Sur les 612 UDVI ayant participé à l’étude, 353 (58 %) ont déclaré avoir par ailleurs intégré une conduite de réduction des risques, concernant plus leurs pratiques d’injection que leurs pratiques sexuelles. Les déterminants majeurs du partage des seringues pendant les six derniers mois sont l’injection intraveineuse en prison, l’ancienneté dans la dépendance et la connaissance de la séronégativité. La raison la plus fréquemment exprimée du partage de seringues est l’échange avec un seul partenaire (45 %) et la nécessité due à l’emprisonnement (26 %).

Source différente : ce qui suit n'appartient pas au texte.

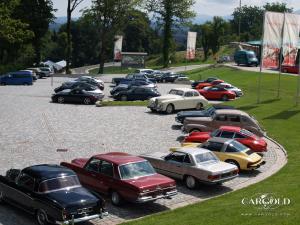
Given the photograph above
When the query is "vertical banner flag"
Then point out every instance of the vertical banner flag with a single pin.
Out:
(118, 48)
(291, 32)
(272, 39)
(191, 45)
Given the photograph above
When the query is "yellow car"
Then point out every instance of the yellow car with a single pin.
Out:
(230, 151)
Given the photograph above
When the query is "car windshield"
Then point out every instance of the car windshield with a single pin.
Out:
(206, 157)
(176, 92)
(135, 170)
(59, 184)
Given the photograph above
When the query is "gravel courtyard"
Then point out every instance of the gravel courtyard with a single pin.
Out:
(32, 129)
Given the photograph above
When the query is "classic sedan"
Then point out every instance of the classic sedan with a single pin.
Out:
(231, 151)
(223, 117)
(209, 84)
(192, 165)
(178, 99)
(201, 113)
(217, 93)
(123, 177)
(136, 93)
(76, 96)
(52, 193)
(243, 136)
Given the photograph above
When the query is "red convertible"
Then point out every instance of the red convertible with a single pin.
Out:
(243, 136)
(123, 177)
(215, 93)
(209, 84)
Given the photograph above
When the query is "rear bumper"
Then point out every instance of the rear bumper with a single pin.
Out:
(144, 199)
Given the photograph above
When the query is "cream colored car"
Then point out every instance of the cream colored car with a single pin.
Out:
(178, 99)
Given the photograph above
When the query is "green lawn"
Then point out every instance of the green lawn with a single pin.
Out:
(281, 118)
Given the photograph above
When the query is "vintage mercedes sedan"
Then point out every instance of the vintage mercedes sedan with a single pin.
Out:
(123, 177)
(178, 99)
(52, 193)
(192, 165)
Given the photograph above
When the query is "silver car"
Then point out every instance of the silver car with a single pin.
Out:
(192, 165)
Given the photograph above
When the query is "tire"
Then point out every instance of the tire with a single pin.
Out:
(41, 217)
(190, 182)
(233, 162)
(87, 101)
(60, 99)
(199, 106)
(116, 199)
(170, 109)
(123, 98)
(224, 98)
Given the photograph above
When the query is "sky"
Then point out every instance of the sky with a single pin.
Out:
(202, 7)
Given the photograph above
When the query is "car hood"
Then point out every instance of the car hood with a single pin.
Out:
(73, 198)
(217, 167)
(152, 181)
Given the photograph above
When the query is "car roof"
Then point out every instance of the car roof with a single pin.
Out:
(192, 151)
(47, 171)
(119, 158)
(231, 111)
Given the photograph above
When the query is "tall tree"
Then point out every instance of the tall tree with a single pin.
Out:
(110, 16)
(38, 14)
(170, 13)
(72, 5)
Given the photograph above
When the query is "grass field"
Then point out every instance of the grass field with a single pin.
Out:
(281, 118)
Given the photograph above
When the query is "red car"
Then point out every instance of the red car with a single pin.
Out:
(213, 83)
(243, 136)
(123, 177)
(215, 93)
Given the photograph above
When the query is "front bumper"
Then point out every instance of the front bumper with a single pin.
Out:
(144, 199)
(82, 219)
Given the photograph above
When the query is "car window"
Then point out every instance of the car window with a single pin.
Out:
(94, 165)
(234, 118)
(106, 168)
(227, 134)
(26, 181)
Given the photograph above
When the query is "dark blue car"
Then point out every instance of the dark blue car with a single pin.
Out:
(17, 78)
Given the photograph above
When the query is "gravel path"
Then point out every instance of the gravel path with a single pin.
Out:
(32, 129)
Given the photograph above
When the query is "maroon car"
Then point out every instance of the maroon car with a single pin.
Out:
(123, 177)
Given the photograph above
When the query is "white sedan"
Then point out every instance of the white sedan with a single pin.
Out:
(178, 99)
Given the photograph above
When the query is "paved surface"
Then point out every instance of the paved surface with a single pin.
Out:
(32, 129)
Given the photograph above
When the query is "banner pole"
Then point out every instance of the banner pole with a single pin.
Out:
(261, 61)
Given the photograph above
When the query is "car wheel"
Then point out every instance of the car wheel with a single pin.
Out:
(233, 162)
(87, 101)
(190, 182)
(41, 217)
(225, 98)
(170, 109)
(61, 100)
(199, 106)
(123, 98)
(116, 199)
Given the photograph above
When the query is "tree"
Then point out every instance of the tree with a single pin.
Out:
(72, 5)
(37, 14)
(170, 13)
(110, 17)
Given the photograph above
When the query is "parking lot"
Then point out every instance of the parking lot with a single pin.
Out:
(33, 130)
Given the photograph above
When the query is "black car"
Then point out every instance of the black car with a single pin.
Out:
(52, 193)
(76, 84)
(208, 80)
(76, 96)
(203, 113)
(136, 93)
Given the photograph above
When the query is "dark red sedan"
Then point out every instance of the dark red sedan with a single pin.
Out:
(216, 93)
(123, 177)
(243, 136)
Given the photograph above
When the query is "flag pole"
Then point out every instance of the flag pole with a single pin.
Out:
(261, 61)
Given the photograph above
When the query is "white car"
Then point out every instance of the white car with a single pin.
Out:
(178, 99)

En conclusion, les auteurs estiment que si les campagnes de prévention ont aidé à la prise de conscience des UDVI du risque VIH et entraîné des conduites à moindre risque, la situation actuelle dans les prisons, sans matériel stérile ni désinfectant, apparaît antinomique avec la politique de prévention menée en milieu libre ; ils demandent que soit élaborée une stratégie pour réduire le risque de contamination pendant les périodes d’incarcération.

Ces stratégies de prévention ne sont pas aisées à mettre en place. Comment, en prison plus qu’ailleurs, faire admettre la contradiction -le « double blind »- selon laquelle l’usage de drogue serait interdit, voire pénalement sanctionné, comme en France, et vouloir mettre à la disposition des détenus du matériel d’injection ?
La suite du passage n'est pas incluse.